Rewriting the storage layer would be very costly in both development and maintenance.
In Django I can display the latest value of each parameter with nanosecond precision without issues.
However, in Grafana, any attempt to build a historical dashboard (e.g., one month of temperature data) consumes massive resources (CPU/memory) to execute queries.
Objectives:
- Keep real-time display of the latest values in Django
- Enable efficient plotting of time series over several months in Grafana without resource exhaustion
Solution 1 Generic EAV, in production:
A single Django model stores each parameter in an
Entity–Attribute–Value
table:# models.py class ParameterHK(models.Model): id = models.BigAutoField(primary_key=True, db_index=True) date_hk_reception = models.DateTimeField(auto_now_add=True, db_index=True) sid = models.IntegerField(db_index=True) equipment = models.CharField(max_length=500) label_parameter = models.CharField(max_length=500, db_index=True) unit = models.CharField(max_length=500) value = models.IntegerField() date_hk_obc = models.IntegerField()
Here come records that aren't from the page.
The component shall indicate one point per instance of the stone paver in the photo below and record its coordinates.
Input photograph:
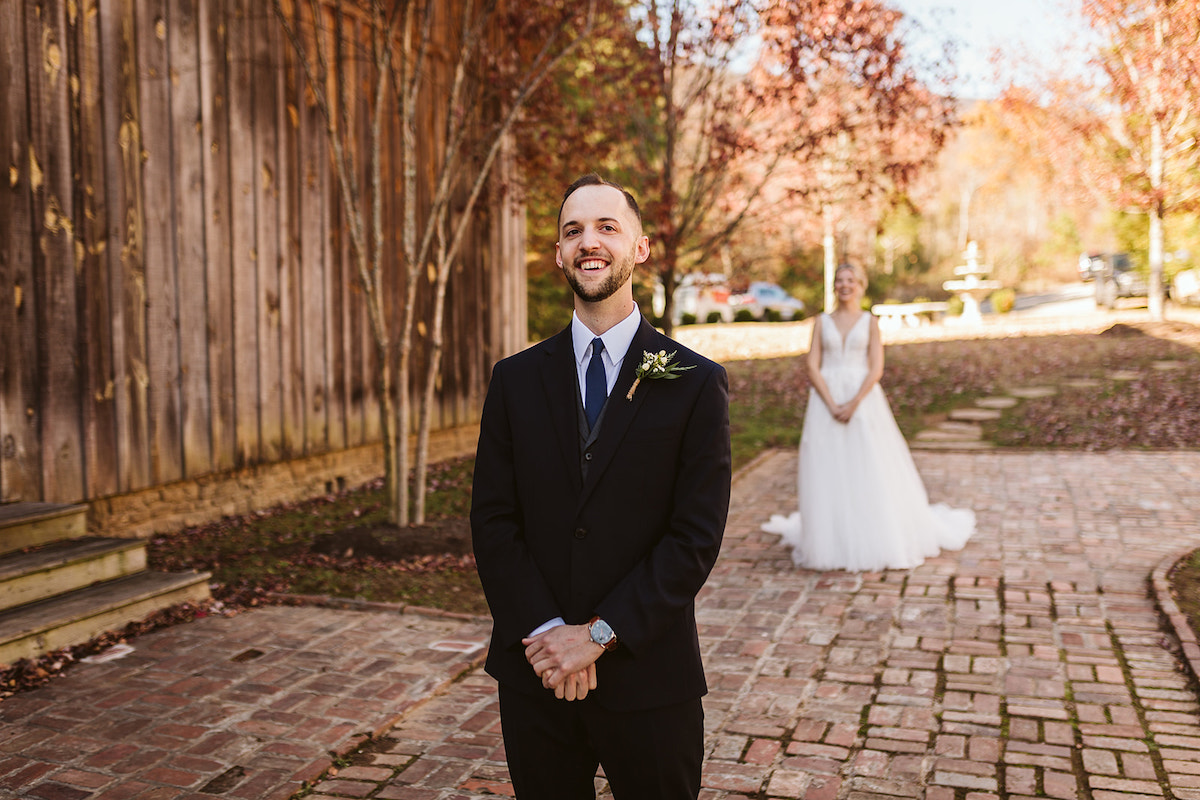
(1032, 663)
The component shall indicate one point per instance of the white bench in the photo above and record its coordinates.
(897, 314)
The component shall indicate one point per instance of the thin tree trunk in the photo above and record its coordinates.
(831, 254)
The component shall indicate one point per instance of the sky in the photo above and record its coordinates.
(1029, 32)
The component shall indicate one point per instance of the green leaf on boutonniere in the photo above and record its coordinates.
(654, 366)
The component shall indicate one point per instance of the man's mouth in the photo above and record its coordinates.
(591, 264)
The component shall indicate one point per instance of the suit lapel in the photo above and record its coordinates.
(619, 413)
(562, 389)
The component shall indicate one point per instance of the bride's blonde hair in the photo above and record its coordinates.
(856, 270)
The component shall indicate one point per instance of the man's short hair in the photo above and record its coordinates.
(593, 179)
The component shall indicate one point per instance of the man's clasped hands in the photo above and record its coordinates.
(564, 657)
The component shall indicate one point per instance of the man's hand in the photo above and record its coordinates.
(576, 685)
(564, 657)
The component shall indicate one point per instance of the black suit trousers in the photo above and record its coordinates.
(555, 746)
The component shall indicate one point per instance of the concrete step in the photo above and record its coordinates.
(57, 569)
(31, 524)
(75, 618)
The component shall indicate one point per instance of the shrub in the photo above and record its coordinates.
(1002, 300)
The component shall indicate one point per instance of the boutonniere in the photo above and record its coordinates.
(654, 366)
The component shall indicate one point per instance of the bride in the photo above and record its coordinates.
(862, 503)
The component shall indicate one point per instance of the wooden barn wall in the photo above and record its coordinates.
(177, 292)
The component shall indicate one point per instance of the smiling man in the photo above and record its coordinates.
(598, 509)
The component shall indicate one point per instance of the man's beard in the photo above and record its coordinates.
(619, 270)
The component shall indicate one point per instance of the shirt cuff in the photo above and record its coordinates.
(546, 626)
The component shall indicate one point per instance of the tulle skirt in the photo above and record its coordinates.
(863, 505)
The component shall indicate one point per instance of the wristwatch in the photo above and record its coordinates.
(601, 633)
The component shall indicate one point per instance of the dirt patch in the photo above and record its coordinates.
(397, 542)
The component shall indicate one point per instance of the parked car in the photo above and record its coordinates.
(1186, 287)
(1115, 276)
(697, 295)
(763, 298)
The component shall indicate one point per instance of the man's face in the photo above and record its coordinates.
(599, 242)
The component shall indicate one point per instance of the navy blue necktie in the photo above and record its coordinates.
(595, 384)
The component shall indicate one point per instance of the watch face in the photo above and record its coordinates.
(601, 632)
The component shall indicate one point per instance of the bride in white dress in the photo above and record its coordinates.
(863, 504)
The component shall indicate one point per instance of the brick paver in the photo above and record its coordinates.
(1032, 663)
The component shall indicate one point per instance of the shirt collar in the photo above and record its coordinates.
(616, 340)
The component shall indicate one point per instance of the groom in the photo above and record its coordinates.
(597, 515)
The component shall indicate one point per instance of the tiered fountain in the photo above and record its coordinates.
(971, 289)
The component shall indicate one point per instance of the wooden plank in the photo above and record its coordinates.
(19, 445)
(123, 196)
(243, 176)
(94, 299)
(336, 266)
(292, 319)
(162, 288)
(311, 158)
(267, 208)
(184, 44)
(313, 161)
(54, 253)
(217, 233)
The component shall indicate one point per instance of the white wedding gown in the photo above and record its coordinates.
(862, 501)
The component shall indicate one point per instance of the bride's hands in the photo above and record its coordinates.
(845, 411)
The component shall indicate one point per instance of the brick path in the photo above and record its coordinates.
(1031, 663)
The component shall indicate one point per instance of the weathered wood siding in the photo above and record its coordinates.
(177, 293)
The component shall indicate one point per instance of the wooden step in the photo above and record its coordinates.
(57, 569)
(31, 524)
(75, 618)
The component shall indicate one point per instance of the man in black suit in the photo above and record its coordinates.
(597, 515)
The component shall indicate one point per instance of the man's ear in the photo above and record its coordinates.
(642, 250)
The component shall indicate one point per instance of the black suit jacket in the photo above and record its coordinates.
(634, 543)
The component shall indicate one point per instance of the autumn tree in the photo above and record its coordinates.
(450, 64)
(595, 112)
(826, 98)
(1129, 133)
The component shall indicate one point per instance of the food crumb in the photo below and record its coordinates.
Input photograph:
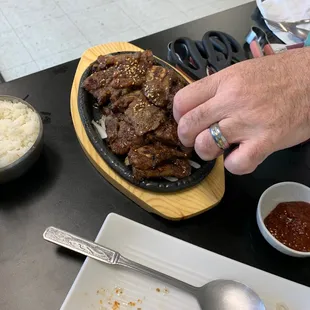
(116, 305)
(119, 291)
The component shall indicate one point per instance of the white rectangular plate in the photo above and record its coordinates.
(103, 287)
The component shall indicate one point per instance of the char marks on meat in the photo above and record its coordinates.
(123, 102)
(161, 85)
(144, 116)
(121, 135)
(180, 168)
(166, 133)
(150, 156)
(136, 96)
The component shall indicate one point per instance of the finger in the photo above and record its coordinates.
(205, 146)
(246, 158)
(201, 118)
(193, 95)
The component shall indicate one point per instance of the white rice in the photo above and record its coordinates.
(19, 129)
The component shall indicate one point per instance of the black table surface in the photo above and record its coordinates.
(63, 189)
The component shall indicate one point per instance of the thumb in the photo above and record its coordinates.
(245, 158)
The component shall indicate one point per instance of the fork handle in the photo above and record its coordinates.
(103, 254)
(80, 245)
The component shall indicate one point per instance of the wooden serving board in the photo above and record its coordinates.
(173, 206)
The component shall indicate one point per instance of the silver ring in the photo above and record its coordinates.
(217, 136)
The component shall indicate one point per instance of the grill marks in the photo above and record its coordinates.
(137, 97)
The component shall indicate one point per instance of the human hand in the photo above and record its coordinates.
(261, 104)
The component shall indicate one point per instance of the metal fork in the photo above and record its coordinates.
(292, 27)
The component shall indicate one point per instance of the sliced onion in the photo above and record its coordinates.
(171, 179)
(127, 163)
(102, 131)
(102, 121)
(194, 164)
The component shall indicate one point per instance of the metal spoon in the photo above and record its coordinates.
(215, 295)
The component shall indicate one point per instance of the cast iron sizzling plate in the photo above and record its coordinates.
(88, 112)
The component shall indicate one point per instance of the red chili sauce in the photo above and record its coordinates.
(289, 223)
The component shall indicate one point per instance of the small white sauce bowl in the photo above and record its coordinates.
(272, 196)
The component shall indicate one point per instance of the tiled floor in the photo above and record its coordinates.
(38, 34)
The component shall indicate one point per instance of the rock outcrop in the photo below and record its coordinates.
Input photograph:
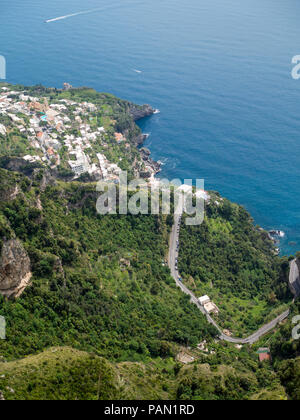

One row per parameter per second.
Works fine for Django queries but causes:
- a huge number of rows
- very large indexes
- resource-intensive aggregation queries in Grafana
Solution 2 Wide tables per SID:
Create a dedicated table for each SID, with one column per parameter. Example for SID 1:
CREATE TABLE hk_sid1 ( ts TIMESTAMPTZ NOT NULL, equip1_temp INTEGER, equip2_temp INTEGER, equip3_temp INTEGER, equip4_temp INTEGER );
Direct reading of each time series column without complex filtering.
Faster Grafana read performance.
Drawbacks: rigid schema, requires migrations on protocol changes, and multiple tables to manage.
What is a design for a second-by-second data stream stored over months, while keeping Solution 1 in production due to the high cost of a full rewrite?
Solution 1 has no rewrite, but is limited in historical query performance.
Solution 2 has faster reads, but is costly in development and maintenance.
What alternatives (partitioning, continuous aggregates, downsampling, automatic retention policies, etc.) limit resource usage while maintaining flexibility?